Le chant du papillon

– C'est strictement impossible! On ne peut pas lancer une expédition vers le Soleil, affirma le secrétaire général de la NASA en éclatant de rire.

L'idée était vraiment saugrenue. Une expédition vers le… Soleil!

L'homme assis à sa droite, officier responsable des missions de la NASA, se voulut plus conciliant.

– Il faut reconnaître que le secrétaire général a raison. Il est impossible de voyager vers le Soleil. Les astronautes se calcineront dès qu'ils approcheront de la périphérie.

– Impossible n'est pas terrien, avait rétorqué le petit homme replet qui répondait au nom de Simon Katz.

Et il fouilla dans sa poche gonflée, à la recherche de cacahuètes salées qu'il grignota avec décontraction.

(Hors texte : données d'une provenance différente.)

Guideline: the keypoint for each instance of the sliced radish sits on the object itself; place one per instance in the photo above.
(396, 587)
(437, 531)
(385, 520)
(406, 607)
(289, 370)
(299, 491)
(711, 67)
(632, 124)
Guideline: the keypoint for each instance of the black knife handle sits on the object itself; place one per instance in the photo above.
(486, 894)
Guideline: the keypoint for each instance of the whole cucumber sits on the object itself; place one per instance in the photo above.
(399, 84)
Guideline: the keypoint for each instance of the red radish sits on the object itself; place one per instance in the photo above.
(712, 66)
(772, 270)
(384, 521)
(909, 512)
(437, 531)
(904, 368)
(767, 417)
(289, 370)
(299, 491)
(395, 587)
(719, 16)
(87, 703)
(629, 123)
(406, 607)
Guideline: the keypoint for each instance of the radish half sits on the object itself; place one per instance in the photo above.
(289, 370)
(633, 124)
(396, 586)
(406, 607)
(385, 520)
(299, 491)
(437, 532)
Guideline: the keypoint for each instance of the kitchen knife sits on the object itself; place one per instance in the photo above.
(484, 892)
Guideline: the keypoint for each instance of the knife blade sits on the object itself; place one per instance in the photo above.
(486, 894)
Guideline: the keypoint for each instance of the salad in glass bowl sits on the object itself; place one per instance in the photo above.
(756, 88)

Le secrétaire général de la NASA leva un sourcil inquiet.

– VQUS voulez dire, professeur Katz, que vous avez vraiment l'intention de lancer une expédition d'astronautes vers le Soleil?

Simon Katz resta impassible. Puis répondit:

– Il faudra bien un jour que ce voyage se fasse. Après tout le Soleil est l'objet que nous voyons le mieux dans le ciel au-dessus de nous.

Le petit homme déploya une carte où était dessinée une trajectoire de vol.

– La distance de la Terre au Soleil est de 150 millions de kilomètres. Cependant, grâce à nos nouveaux réacteurs nucléaires à fusion, nous pourrions y être en deux mois.

– Le problème n'est pas la distance mais la chaleur!

– Le flux d'énergie libéré par le Soleil est de 10**26 calories par seconde. Équipés de gros boucliers thermiques, on devrait pouvoir s'en protéger.

Cette fois, les deux officiers parurent impressionnés par tant d'opiniâtreté.

– Je me demande comment une idée pareille a pu vous traverser l'esprit! pesta pourtant l'un des officiers. Aucun humain ne saurait envisager de foncer vers une fournaise. Le Soleil ne peut être visité. C'est une telle évidence que j'ai honte de l'exprimer à haute voix. Nul ne l'a jamais fait et nul ne le fera jamais, je peux vous le certifier.

Simon Katz, qui mâchouillait toujours des cacahuètes, ne se décontenança pas.

– J'aime tenter ce que nul n'a tenté avant moi… Même si j'échoue, notre voyage permettra aux expéditions suivantes de disposer d'informations inédites.

Le secrétaire tapa du plat de la main sur la grande table d'acajou de la salle de réunion.

– Mais bon sang, souvenez-vous du mythe d'Icare! Ceux qui tentent d'approcher du Soleil se brûlent les ailes!

Le visage de Simon Katz s'éclaira enfin.

– Quelle excellente idée! Vous venez de trouver le nom de notre vaisseau spatial. Nous le baptiserons Icare.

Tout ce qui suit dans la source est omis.